In 1710, the parishioners of St Mary's petitioned Parliament for a grant to rebuild their church 'which standing very low and near the banks of the Thames, is often overflowed, whereby the foundation of the church and tower is rotted and in great danger of falling'. The petition was not successful but the parishioners went on to collect subscriptions and the local craftsmen, of which there were many, turned their hands and feet to church building.

It was rebuilt in 1714–15, to a design by John James, a major architect of his day (and an associate of Sir Christopher Wren). As money was short, the tower (above right) was not finished until 1747, when Lancelot Dowbiggin, a City joiner and surveyor, completed it, perhaps to his own design, following the general plan of James.

Since then, the external appearance of the church has remained almost unchanged. It is set in a narrow street close to the Thames, surrounded by former warehouses and facing the charity school house which was built in 1703.

In 1760, Birmingham industrialist Matthew Boulton wed his second wife, Anne, here. The two had journeyed far from home to evade ecclesiastical difficulties; she was his first wife's sister, and the marriage was forbidden by canon law, but not void if no one objected when the banns were read.

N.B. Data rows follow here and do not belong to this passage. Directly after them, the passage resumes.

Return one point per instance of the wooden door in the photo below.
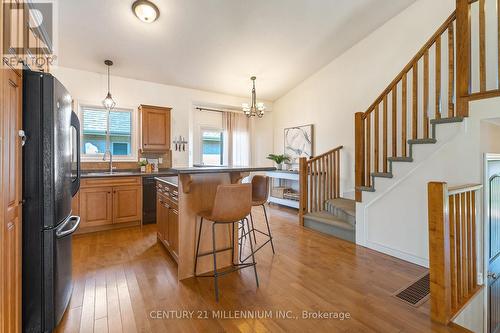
(494, 256)
(127, 204)
(173, 230)
(10, 222)
(155, 128)
(75, 204)
(159, 217)
(96, 206)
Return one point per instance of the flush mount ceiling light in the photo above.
(108, 102)
(256, 109)
(146, 11)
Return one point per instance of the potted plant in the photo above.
(279, 160)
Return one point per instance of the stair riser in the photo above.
(341, 214)
(348, 235)
(418, 152)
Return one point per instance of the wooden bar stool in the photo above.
(260, 195)
(232, 204)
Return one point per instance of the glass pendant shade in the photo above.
(256, 109)
(146, 11)
(108, 102)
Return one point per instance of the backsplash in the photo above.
(167, 162)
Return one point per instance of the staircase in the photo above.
(338, 219)
(434, 88)
(321, 207)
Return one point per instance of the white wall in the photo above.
(90, 87)
(394, 221)
(203, 119)
(351, 82)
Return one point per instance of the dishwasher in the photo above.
(148, 200)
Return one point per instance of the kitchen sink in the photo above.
(107, 173)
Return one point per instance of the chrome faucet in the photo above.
(108, 152)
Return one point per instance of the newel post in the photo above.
(463, 42)
(439, 252)
(359, 156)
(303, 189)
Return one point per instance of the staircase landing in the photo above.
(338, 218)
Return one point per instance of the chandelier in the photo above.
(108, 102)
(256, 109)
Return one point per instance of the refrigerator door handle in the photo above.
(75, 122)
(63, 232)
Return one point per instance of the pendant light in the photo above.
(108, 102)
(146, 11)
(256, 109)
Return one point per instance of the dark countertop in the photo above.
(198, 170)
(171, 172)
(172, 180)
(126, 173)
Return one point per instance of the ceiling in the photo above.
(216, 45)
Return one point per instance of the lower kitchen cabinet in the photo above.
(173, 230)
(167, 217)
(109, 202)
(96, 206)
(127, 204)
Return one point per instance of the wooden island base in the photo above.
(196, 188)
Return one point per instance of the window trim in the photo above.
(210, 129)
(134, 135)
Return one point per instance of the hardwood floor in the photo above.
(126, 282)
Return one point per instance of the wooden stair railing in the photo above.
(401, 115)
(319, 179)
(452, 248)
(403, 110)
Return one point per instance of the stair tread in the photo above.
(382, 174)
(365, 188)
(347, 205)
(327, 218)
(421, 141)
(400, 159)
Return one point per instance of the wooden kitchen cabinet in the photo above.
(168, 218)
(96, 206)
(109, 202)
(127, 204)
(75, 204)
(10, 199)
(155, 122)
(173, 230)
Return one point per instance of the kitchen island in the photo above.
(192, 191)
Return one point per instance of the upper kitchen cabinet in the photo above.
(155, 121)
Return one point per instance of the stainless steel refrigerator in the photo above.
(51, 176)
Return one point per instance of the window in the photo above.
(94, 128)
(212, 147)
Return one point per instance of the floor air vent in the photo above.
(417, 292)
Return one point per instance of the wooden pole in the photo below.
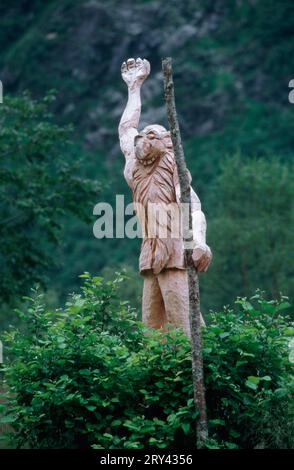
(194, 299)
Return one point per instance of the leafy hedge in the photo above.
(92, 375)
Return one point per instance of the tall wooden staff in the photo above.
(194, 300)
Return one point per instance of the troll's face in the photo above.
(151, 143)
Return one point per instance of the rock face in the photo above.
(77, 48)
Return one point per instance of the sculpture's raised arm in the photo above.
(201, 252)
(133, 73)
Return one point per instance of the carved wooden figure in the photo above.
(151, 172)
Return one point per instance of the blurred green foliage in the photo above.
(90, 374)
(40, 184)
(232, 65)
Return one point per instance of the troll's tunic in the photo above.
(162, 245)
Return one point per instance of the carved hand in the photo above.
(134, 72)
(202, 257)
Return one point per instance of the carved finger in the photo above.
(147, 66)
(203, 263)
(131, 63)
(124, 67)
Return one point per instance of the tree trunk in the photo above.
(194, 300)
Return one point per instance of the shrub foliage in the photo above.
(91, 375)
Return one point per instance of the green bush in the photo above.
(92, 375)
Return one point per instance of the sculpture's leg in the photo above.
(153, 311)
(174, 288)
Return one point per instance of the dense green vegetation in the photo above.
(91, 375)
(232, 65)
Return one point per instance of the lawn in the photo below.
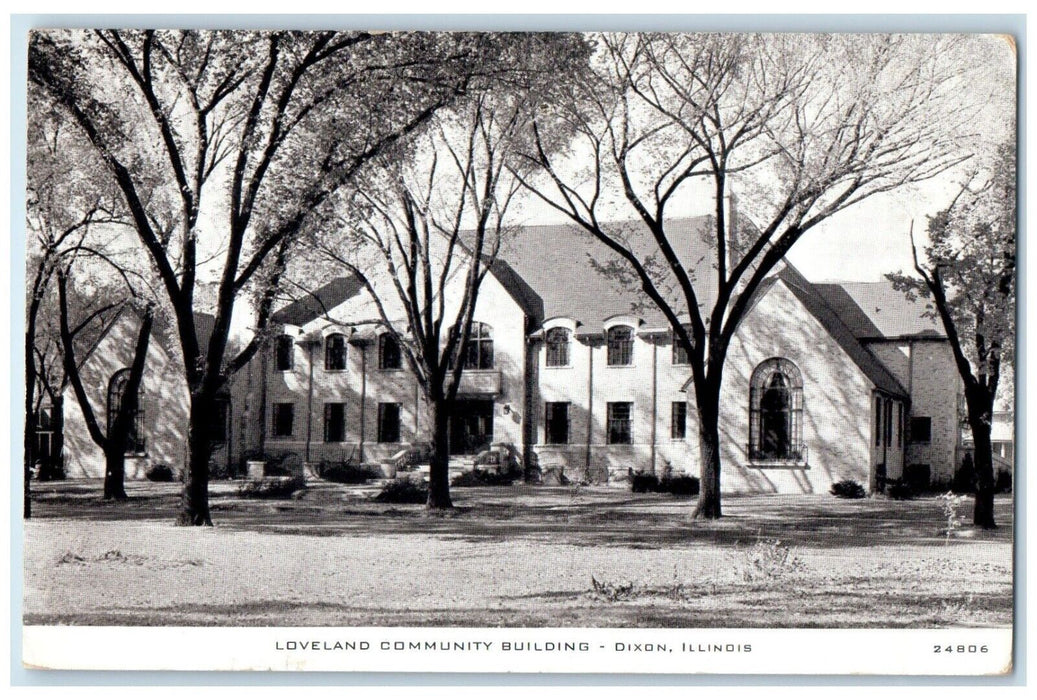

In 1838, when the well-known ship Temeraire was broken up, some of her timbers were used to build a communion table and two bishop's chairs in the Rotherhithe church.

The interior of the church was much altered in 1876.

Between 1996 and 1999, the bells were restored and re-hung, and essential repairs made to the spire. The bells are regularly rung by members of the Docklands Ringing Centre.

===Present day===
St Mary's Church is within the Anglo-Catholic tradition of the Church of England. As the parish is unable to accept the ordination of women, it receives alternative episcopal oversight from the Bishop of Fulham (currently Jonathan Baker).

==The organ==

St Mary's Church, Rotherhithe is fortunate to possess a fine pipe-organ dating from 1764 installed by the organ builder John Byfield II.

Despite several alterations in the intervening years the present-day instrument retains much of its original character and its magnificent organ case.

A history of the instrument can be found at https://alanjohnphillips.weebly.com/rotherhithe.html#history

==Maritime connections==

As befits a church near the merchant activity on the river, there are several maritime connections. The communion table in the Lady Chapel and two bishop's chairs are made from salvaged timber from the warship HMS Temeraire. The ship's final journey to the breaker's yard at Deptford was made famous by Turner in his evocative painting The Fighting Temeraire, now in the National Gallery.

In the church a memorial marks the final resting place of Christopher Jones, captain of the Mayflower, which took the Pilgrim Fathers to North America in 1620.

It is also the burial place of Prince Lee Boo of Palau, a Pacific Island prince, and Vice Admiral Sir Thomas Teddeman (c.1620–1668).

Nearby are some of London's Nordic churches and missions to seafarers.